Cynnal Cymru – Sustain Wales, an independent not-for-profit company, is working closely with the Welsh Government to promote understanding of and action on Sustainable Development

Arts Professional
4 min read

In spring 2010, a chance meeting between Fern Smith, actor and manager of Swansea-based Volcano theatre company, and Rhodri Thomas, Development Officer for Cynnal Cymru-Sustain Wales and a former professional actor, led to the birth of the Emergence – Eginiad initiative. At the time, Fern was on a sabbatical funded through the Clore Fellowship, and helping the Julie’s Bicycle organisation to quantify the environmental impacts of touring theatre. Rhodri was trying to involve the arts community in a dialogue – to face up to the realities of the global environmental crisis and the profound cultural changes that these major threats necessitate. Together they conceived of and co-produced the Emergence initiative, at first with Fern seconded to Cynnal Cymru and later as a partnership project with the Volcano theatre company.

The on-going aims of Emergence are to develop a low-carbon arts infrastructure, including the management and development of venues, whilst also developing the role of the arts as a crucible of ideas and visions for a low-carbon ‘One Planet Wales’. The latter phrase relates to the Welsh Government’s sustainable development scheme ‘One Wales One Planet’ and the Ecological Footprinting method that calculates that we in the UK are living a lifestyle that requires the resources of three planets to sustain itself.
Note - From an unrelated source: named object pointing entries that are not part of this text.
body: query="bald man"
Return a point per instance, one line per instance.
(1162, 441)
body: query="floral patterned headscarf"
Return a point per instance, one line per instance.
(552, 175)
Emergence-Eginiad owes its success to the development of a wide partnership, headed by Cynnal Cymru and Volcano but involving leading venues and other organisations in Wales – National Theatre Wales, the RSA Fellowship, Julies Bicycle, The Centre For Alternative Technology, The Welsh Government, British Council and The Arts Council of Wales (ACW). The senior management of the ACW recognised the significance of the initiative and like the British Council, awarded funding to help deliver three major conferences around Wales. These presented an opportunity for arts professionals to network, share ideas and get tools for a more sustainable practice; to celebrate the anarchic and unpredictable spirit of art, and learn practical ways in which artists can make a difference. Speakers have included Lucy Neal, Ben Todd from Arcola Theatre in London, Judith Knight of Arts Admin, Alison Tickell of Julie’s Bicycle, artist Bedwyr Williams, poet Menna Elfyn, John E. McGrath (Artistic Director of National Theatre Wales), scientist Jean Bolton and teacher and visionary Satish Kumar. Edited transcripts of all the talks given at the conferences plus contact details of support agencies and on-line resources have been published in a bilingual report, online at Sustain Wales and Volcano Theatre.

Since the conferences, a number of spin-off initiatives are presenting exciting opportunities. For example, a forum of Welsh-based venues and touring companies is to collaborate on lowering the environmental impacts of their operations; there will be a report by Lorraine Frater of Cardiff University on the environmental impacts of touring theatre; and plans are taking shape for a major international summit in 2012 at which artists and scientists will seek to establish common ground.

At the second conference, Satish Kumar explained what Emergence means – aligning your life and actions with the self-organising processes of nature, allowing change to occur. But what about Eginiad? It is a Welsh word. Its most direct translation is ‘germination’ and it refers to the sprouting forth of new growth. Emergence-Eginiad is a passionate act of faith – a statement of what Rhodri and Fern hope will be the unfurling of a new age of spiritual, scientific and artistic enlightenment at this our darkest hour, this time of change.